NeoBanks were just an idea and FinTechs were only just emerging as a serious proposition. The idea of BigTech taking over banking was a background rumble.

In Australia, the major banks continued to hold around 80 per cent market share with returns on shareholder investment in the mid-teens.

That all sounds pretty rosy today but the seeds of change and disruption were being sown.

In fact, we could already see massive forces fundamentally changing banking forever – forces that would effectively lead to intense competition, less revenue and reduced profitability for the sector.

Our customers now want far more for less: more self-service, more digital, more accessibility - but lower fees and charges.
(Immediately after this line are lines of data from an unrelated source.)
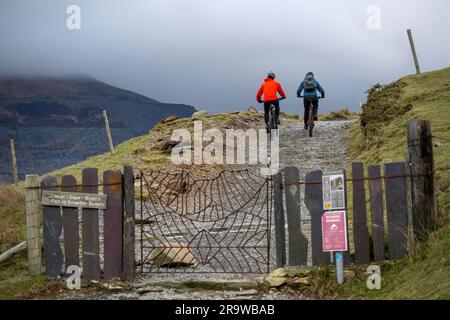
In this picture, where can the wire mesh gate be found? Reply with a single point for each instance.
(220, 225)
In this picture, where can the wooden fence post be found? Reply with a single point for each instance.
(396, 209)
(280, 227)
(128, 271)
(423, 191)
(413, 49)
(377, 212)
(53, 255)
(298, 243)
(33, 208)
(14, 162)
(360, 229)
(90, 229)
(108, 132)
(113, 225)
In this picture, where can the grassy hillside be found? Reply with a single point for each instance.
(381, 137)
(142, 152)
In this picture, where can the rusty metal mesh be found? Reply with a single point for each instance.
(220, 225)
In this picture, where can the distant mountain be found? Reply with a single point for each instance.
(75, 100)
(63, 116)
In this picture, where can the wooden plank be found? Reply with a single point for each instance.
(423, 190)
(14, 162)
(90, 229)
(52, 232)
(314, 204)
(70, 226)
(396, 207)
(377, 212)
(129, 266)
(413, 50)
(280, 228)
(360, 229)
(297, 242)
(34, 218)
(113, 220)
(74, 200)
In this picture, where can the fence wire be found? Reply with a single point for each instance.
(43, 150)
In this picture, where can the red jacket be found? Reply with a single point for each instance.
(270, 88)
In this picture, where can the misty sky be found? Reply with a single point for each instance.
(214, 54)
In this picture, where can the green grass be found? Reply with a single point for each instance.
(380, 137)
(15, 283)
(341, 114)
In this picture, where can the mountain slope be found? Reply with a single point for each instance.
(56, 121)
(381, 137)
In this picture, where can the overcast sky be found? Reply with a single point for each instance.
(214, 54)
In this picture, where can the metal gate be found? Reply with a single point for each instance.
(220, 225)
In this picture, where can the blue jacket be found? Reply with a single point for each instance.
(310, 94)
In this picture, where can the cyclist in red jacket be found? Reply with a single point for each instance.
(270, 88)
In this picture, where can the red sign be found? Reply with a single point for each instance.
(334, 231)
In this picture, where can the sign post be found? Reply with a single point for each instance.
(334, 219)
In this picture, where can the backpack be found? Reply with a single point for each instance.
(310, 85)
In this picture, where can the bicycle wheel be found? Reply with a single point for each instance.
(311, 121)
(270, 122)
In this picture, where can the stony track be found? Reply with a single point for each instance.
(325, 151)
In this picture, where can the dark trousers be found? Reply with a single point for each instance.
(267, 104)
(306, 102)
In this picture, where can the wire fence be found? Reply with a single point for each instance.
(44, 150)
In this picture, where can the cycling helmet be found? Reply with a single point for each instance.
(309, 75)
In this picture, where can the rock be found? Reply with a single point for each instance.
(290, 272)
(165, 145)
(300, 282)
(349, 274)
(274, 282)
(199, 114)
(182, 147)
(172, 255)
(169, 119)
(252, 109)
(243, 293)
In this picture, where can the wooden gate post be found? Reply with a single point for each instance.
(108, 131)
(128, 272)
(280, 231)
(423, 192)
(413, 49)
(14, 162)
(33, 211)
(297, 242)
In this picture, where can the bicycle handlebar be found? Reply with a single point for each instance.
(316, 97)
(279, 99)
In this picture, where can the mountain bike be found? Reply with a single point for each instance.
(273, 119)
(311, 120)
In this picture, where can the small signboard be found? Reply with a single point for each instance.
(73, 200)
(334, 231)
(333, 186)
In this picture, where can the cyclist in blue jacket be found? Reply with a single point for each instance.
(310, 86)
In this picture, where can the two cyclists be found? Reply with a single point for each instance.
(270, 88)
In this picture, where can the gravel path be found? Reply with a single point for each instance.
(325, 151)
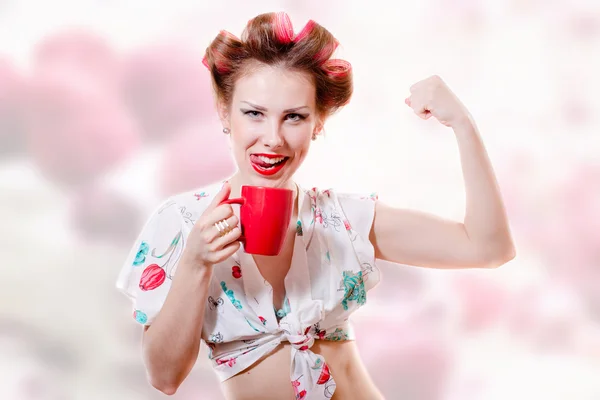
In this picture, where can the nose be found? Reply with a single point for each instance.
(273, 137)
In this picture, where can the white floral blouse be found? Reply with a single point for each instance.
(333, 266)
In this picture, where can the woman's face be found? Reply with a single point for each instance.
(272, 119)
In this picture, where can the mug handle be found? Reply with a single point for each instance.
(241, 201)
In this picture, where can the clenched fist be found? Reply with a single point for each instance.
(432, 96)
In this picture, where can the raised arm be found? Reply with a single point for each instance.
(483, 239)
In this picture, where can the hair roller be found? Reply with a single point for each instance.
(325, 53)
(284, 32)
(336, 68)
(305, 31)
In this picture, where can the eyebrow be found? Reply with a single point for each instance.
(289, 110)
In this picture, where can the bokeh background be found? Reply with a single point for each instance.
(105, 109)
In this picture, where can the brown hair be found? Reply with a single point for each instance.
(269, 39)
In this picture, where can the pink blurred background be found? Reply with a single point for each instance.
(105, 109)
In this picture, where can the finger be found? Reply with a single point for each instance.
(221, 196)
(223, 241)
(423, 114)
(226, 225)
(416, 86)
(226, 252)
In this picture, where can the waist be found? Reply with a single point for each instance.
(231, 358)
(269, 377)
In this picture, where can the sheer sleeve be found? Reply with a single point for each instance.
(147, 273)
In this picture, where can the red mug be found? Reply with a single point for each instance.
(264, 218)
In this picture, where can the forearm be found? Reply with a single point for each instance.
(485, 220)
(171, 344)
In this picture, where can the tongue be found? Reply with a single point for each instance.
(257, 160)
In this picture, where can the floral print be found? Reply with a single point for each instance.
(332, 258)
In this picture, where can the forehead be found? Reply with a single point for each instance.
(275, 88)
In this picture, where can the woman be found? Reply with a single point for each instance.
(258, 314)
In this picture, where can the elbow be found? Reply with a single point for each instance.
(498, 254)
(166, 387)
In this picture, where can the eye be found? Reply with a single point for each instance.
(295, 117)
(253, 113)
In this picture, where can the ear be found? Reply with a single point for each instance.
(223, 111)
(319, 126)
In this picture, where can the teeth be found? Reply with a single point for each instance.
(270, 160)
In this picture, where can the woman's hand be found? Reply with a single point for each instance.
(205, 244)
(432, 96)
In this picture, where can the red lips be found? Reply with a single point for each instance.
(265, 168)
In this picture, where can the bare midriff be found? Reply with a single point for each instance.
(269, 379)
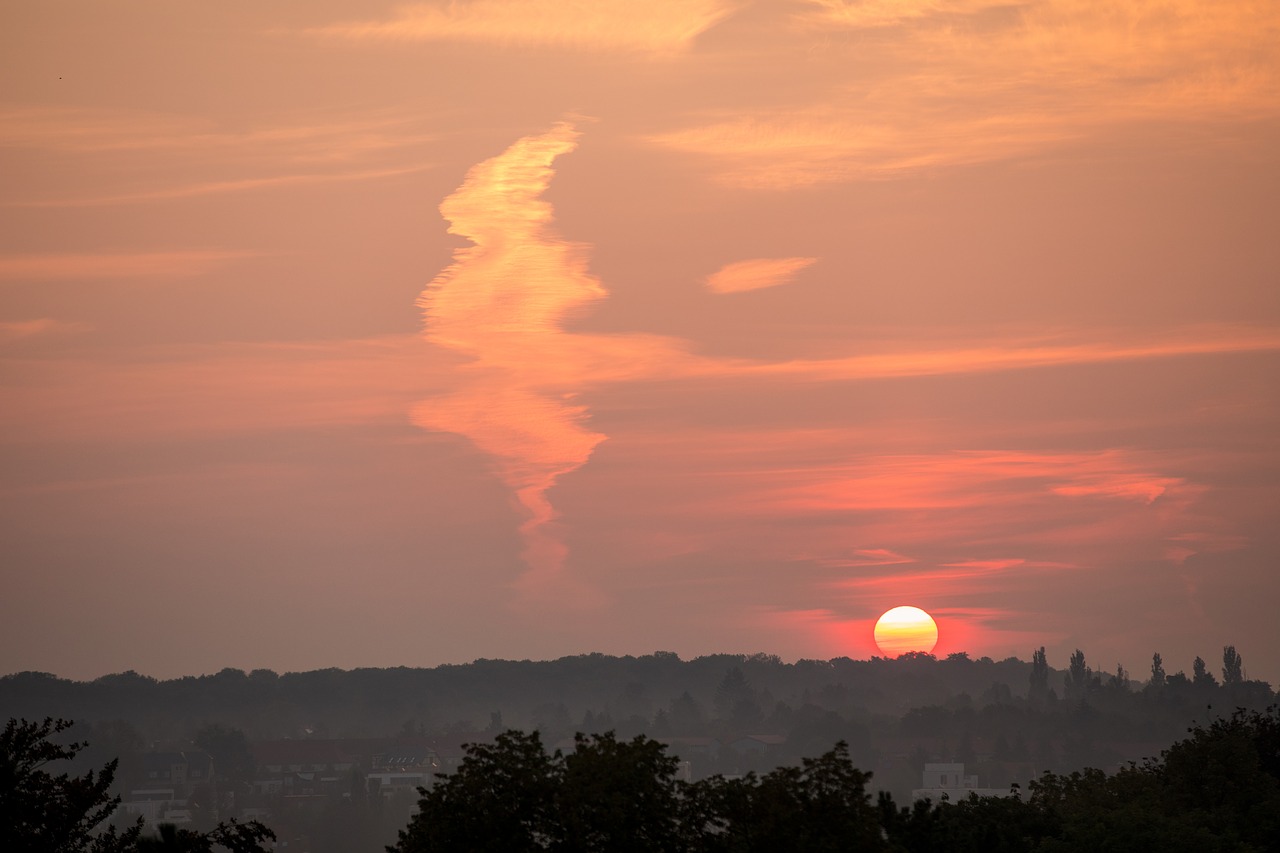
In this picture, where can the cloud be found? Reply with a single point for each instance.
(219, 187)
(968, 82)
(502, 302)
(298, 150)
(106, 265)
(656, 27)
(519, 398)
(40, 327)
(192, 391)
(755, 274)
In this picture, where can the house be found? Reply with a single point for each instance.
(947, 781)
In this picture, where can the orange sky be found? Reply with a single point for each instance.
(347, 333)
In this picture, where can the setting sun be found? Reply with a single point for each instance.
(905, 629)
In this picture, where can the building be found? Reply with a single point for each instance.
(949, 783)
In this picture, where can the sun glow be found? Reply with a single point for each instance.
(905, 629)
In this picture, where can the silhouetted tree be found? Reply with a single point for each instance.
(42, 812)
(1201, 676)
(1078, 676)
(615, 796)
(1233, 667)
(1038, 690)
(46, 813)
(498, 801)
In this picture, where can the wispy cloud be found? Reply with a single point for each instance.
(220, 187)
(502, 302)
(656, 27)
(961, 82)
(39, 328)
(110, 265)
(755, 274)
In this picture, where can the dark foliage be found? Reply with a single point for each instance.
(45, 813)
(54, 813)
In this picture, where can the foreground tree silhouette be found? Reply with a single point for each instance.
(45, 813)
(42, 812)
(498, 801)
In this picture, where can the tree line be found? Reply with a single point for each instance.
(1216, 790)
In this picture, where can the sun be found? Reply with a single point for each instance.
(905, 629)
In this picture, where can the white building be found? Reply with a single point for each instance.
(947, 781)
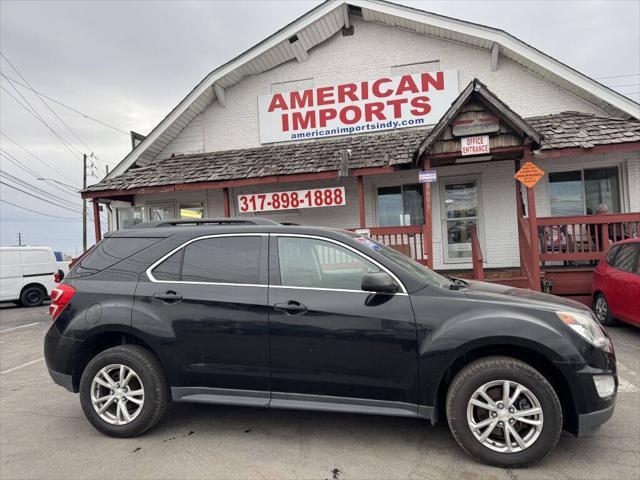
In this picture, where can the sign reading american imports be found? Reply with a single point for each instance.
(367, 106)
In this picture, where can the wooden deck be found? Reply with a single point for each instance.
(560, 258)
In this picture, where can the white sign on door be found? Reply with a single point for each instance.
(474, 145)
(359, 107)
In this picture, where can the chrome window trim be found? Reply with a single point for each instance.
(335, 290)
(348, 247)
(153, 279)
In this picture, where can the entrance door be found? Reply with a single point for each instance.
(329, 338)
(460, 208)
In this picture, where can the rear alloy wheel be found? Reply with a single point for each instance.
(601, 309)
(117, 394)
(123, 391)
(504, 412)
(32, 296)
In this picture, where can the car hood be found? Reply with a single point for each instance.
(496, 292)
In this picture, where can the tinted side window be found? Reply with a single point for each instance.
(222, 260)
(626, 258)
(307, 262)
(170, 269)
(109, 252)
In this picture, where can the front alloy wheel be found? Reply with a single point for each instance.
(505, 416)
(504, 412)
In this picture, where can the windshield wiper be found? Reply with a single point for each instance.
(457, 283)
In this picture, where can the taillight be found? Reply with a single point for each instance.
(60, 298)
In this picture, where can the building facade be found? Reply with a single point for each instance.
(356, 98)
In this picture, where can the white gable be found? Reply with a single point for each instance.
(387, 39)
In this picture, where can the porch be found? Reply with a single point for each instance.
(475, 220)
(569, 251)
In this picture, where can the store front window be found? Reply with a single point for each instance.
(460, 200)
(160, 212)
(400, 206)
(129, 216)
(580, 192)
(191, 210)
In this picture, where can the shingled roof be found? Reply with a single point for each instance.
(563, 130)
(575, 129)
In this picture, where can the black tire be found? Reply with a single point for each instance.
(33, 296)
(152, 377)
(601, 309)
(488, 369)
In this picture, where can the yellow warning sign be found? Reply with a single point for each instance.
(529, 174)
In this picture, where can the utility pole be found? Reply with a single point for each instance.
(84, 203)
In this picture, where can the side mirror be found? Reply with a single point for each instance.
(379, 282)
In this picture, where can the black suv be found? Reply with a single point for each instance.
(249, 312)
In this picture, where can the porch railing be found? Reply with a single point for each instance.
(476, 254)
(407, 240)
(526, 253)
(583, 238)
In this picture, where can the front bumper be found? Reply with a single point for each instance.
(590, 409)
(589, 423)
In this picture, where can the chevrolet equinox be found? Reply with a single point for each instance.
(250, 312)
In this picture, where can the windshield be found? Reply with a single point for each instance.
(423, 273)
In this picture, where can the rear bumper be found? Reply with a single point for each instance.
(589, 423)
(59, 353)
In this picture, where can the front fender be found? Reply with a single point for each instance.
(446, 335)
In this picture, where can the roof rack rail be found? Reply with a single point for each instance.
(205, 221)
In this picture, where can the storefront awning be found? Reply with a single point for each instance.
(394, 150)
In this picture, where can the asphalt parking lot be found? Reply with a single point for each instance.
(44, 434)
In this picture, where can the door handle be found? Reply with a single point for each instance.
(291, 307)
(168, 297)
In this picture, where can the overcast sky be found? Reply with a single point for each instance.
(128, 63)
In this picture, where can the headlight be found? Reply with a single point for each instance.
(585, 326)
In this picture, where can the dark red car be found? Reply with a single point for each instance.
(616, 284)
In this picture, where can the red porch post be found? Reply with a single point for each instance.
(225, 194)
(533, 229)
(363, 221)
(427, 227)
(96, 220)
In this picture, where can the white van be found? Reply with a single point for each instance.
(27, 274)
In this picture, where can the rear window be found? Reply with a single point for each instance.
(626, 258)
(612, 254)
(109, 252)
(214, 260)
(222, 260)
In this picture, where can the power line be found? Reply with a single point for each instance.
(38, 197)
(45, 103)
(39, 213)
(618, 76)
(88, 117)
(36, 189)
(35, 174)
(33, 112)
(36, 157)
(626, 85)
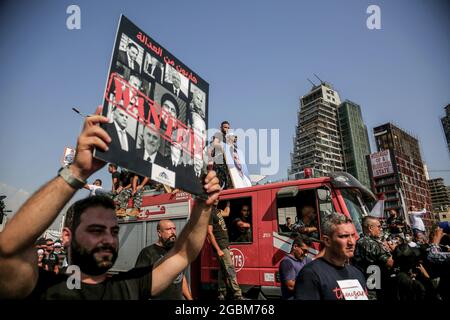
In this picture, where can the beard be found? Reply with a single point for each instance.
(89, 262)
(169, 243)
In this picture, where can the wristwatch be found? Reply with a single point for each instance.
(71, 180)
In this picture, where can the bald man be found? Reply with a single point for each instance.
(167, 234)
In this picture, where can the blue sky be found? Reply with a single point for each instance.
(256, 56)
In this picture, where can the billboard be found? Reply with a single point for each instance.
(381, 163)
(158, 111)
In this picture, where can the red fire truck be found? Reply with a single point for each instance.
(256, 262)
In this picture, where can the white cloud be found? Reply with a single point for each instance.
(14, 197)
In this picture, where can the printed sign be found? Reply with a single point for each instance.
(381, 163)
(238, 259)
(158, 111)
(352, 290)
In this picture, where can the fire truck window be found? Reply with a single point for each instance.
(354, 208)
(240, 221)
(325, 203)
(298, 214)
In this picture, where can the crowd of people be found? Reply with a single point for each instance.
(413, 263)
(390, 261)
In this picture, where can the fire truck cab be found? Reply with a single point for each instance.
(257, 260)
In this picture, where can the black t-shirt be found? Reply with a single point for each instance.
(116, 175)
(132, 285)
(149, 256)
(51, 261)
(318, 280)
(219, 229)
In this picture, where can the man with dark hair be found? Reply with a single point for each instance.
(371, 251)
(95, 188)
(123, 145)
(129, 57)
(150, 151)
(50, 262)
(394, 222)
(170, 112)
(167, 234)
(154, 68)
(176, 85)
(322, 279)
(218, 236)
(216, 154)
(91, 237)
(291, 265)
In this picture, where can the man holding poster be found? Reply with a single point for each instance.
(332, 277)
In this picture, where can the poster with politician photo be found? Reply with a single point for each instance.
(158, 111)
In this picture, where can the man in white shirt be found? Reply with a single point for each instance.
(416, 220)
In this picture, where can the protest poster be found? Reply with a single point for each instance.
(158, 111)
(69, 155)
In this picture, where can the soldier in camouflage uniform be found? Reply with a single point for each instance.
(371, 251)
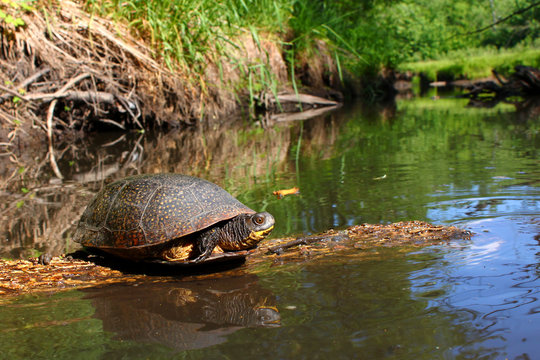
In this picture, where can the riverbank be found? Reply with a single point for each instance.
(69, 71)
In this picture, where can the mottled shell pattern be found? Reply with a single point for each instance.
(148, 210)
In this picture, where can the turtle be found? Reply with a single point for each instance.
(171, 218)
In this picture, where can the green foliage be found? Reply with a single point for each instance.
(10, 12)
(474, 64)
(363, 36)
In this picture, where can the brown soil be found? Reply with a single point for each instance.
(71, 72)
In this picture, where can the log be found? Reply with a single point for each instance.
(81, 271)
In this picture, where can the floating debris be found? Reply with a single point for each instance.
(280, 194)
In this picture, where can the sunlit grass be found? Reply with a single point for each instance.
(478, 64)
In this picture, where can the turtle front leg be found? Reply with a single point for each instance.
(206, 244)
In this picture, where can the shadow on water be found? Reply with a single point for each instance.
(436, 161)
(183, 314)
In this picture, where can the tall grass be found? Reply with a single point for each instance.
(186, 33)
(474, 65)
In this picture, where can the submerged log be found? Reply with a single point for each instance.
(292, 102)
(525, 81)
(29, 276)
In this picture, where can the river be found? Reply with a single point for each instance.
(422, 159)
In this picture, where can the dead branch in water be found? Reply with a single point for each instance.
(524, 81)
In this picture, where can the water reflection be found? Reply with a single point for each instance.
(184, 314)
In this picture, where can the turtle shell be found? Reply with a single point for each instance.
(146, 210)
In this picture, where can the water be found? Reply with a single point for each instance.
(436, 161)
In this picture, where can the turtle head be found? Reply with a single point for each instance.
(248, 230)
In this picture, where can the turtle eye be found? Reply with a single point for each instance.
(258, 219)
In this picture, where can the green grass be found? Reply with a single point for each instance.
(474, 64)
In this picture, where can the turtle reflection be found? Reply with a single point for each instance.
(184, 314)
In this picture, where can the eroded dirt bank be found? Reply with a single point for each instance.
(70, 72)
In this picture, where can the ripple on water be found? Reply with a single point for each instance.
(495, 278)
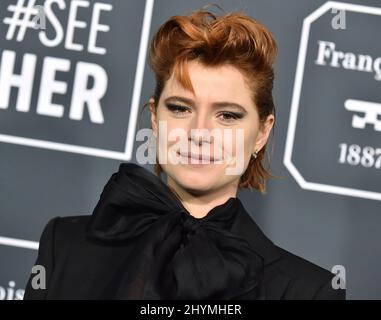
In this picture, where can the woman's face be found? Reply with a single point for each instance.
(220, 123)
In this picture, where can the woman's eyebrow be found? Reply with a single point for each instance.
(216, 105)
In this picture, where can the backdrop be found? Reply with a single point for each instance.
(74, 75)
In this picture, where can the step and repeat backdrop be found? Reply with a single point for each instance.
(74, 77)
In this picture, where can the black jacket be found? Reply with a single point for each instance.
(79, 267)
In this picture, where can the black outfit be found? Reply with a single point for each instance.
(141, 243)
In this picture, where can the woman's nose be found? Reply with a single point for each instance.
(201, 129)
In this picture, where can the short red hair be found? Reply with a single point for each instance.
(233, 38)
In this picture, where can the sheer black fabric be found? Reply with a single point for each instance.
(174, 255)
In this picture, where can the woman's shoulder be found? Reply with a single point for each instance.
(304, 279)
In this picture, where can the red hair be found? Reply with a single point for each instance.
(234, 39)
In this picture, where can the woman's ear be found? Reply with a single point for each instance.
(264, 133)
(153, 115)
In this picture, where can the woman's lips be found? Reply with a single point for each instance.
(198, 157)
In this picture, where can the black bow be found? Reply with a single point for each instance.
(174, 255)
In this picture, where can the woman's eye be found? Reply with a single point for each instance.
(177, 109)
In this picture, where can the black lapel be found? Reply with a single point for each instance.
(275, 283)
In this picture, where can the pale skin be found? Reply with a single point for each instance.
(203, 187)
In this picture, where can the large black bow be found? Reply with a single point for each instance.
(174, 255)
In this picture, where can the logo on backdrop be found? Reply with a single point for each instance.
(71, 73)
(334, 136)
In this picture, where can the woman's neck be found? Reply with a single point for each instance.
(199, 205)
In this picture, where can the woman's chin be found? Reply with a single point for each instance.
(196, 180)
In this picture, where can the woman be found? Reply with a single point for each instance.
(189, 238)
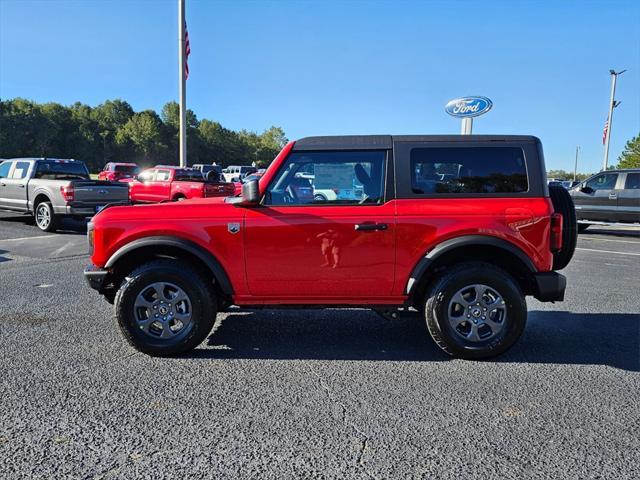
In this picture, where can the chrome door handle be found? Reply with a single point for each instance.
(368, 227)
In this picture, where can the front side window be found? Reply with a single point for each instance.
(605, 181)
(4, 169)
(21, 170)
(329, 178)
(468, 170)
(633, 181)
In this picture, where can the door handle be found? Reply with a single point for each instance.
(368, 227)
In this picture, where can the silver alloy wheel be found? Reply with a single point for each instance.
(43, 216)
(477, 313)
(163, 311)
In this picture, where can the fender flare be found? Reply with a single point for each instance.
(467, 240)
(187, 245)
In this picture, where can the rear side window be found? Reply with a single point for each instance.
(21, 170)
(468, 170)
(4, 169)
(633, 181)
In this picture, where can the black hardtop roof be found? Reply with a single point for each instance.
(374, 142)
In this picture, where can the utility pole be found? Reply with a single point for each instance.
(183, 85)
(612, 104)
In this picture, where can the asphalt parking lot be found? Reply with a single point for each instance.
(323, 394)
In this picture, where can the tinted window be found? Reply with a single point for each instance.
(21, 170)
(468, 170)
(348, 178)
(604, 181)
(62, 171)
(633, 181)
(162, 175)
(4, 169)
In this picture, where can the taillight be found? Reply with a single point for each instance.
(68, 193)
(556, 232)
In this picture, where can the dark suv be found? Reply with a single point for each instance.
(459, 228)
(608, 197)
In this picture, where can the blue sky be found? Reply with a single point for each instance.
(327, 67)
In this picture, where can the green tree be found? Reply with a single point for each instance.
(630, 156)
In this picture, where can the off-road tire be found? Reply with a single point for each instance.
(54, 220)
(563, 204)
(200, 293)
(457, 277)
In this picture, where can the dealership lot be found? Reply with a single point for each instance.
(334, 393)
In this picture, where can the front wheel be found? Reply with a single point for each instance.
(165, 307)
(46, 219)
(475, 311)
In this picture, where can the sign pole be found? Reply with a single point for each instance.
(466, 126)
(612, 104)
(183, 85)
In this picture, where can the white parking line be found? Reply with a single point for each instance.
(609, 251)
(26, 238)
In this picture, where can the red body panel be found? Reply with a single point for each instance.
(314, 254)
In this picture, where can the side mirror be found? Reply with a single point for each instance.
(251, 193)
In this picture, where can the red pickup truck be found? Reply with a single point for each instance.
(167, 183)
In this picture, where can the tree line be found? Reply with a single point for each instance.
(113, 131)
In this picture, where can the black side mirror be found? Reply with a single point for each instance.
(251, 193)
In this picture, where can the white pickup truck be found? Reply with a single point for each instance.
(50, 188)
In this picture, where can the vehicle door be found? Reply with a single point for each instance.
(140, 188)
(596, 199)
(629, 198)
(298, 247)
(15, 186)
(5, 170)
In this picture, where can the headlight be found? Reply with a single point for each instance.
(90, 236)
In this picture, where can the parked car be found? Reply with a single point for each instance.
(50, 189)
(119, 172)
(206, 168)
(608, 197)
(235, 173)
(463, 250)
(170, 183)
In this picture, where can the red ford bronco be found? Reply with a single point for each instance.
(459, 228)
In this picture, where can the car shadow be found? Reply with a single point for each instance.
(550, 337)
(68, 225)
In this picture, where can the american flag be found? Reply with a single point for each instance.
(187, 51)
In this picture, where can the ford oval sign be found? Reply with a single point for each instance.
(468, 106)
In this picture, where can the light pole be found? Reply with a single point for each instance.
(612, 104)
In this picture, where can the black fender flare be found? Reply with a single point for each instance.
(467, 240)
(176, 242)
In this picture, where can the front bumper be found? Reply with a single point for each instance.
(550, 286)
(95, 277)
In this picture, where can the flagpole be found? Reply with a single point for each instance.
(612, 104)
(183, 84)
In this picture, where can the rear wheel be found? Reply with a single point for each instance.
(46, 219)
(165, 307)
(563, 204)
(475, 311)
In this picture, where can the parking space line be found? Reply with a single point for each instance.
(26, 238)
(609, 251)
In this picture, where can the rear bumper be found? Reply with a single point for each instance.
(550, 286)
(95, 276)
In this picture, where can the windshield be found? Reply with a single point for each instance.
(128, 169)
(62, 171)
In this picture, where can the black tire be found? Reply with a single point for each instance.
(202, 307)
(563, 204)
(45, 218)
(458, 278)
Customers were also being “trained”, particularly by the tech industry, not to accept the status quo and to expect constant innovation and improvement.

With the harsh spotlight of the Royal Commission in Australia, the community and regulators quite rightly wanted better: better behaviour, better products and services and greater accountability when things go wrong.

Finally, but not least, after years of traditional competition, the floodgates were being opened to that array of new competitive threats: BigTech, Fintech, Neobanks, New Payment systems, Crypto and Buy Now, Pay Later to name just a few.

Embracing pace and agility

It was clear the future was going to be very different. It was also very clear ANZ was not in the best position to succeed. For example:

  1. We were sub-scale in Australian retail but over exposed in Institutional, a lower margin and more capital-intensive business.
  2. We had other businesses scattered through the region not producing adequate returns but taking up valuable capital and resources.
  3. We were also not as productive as we needed to be and our technology was built for a different time.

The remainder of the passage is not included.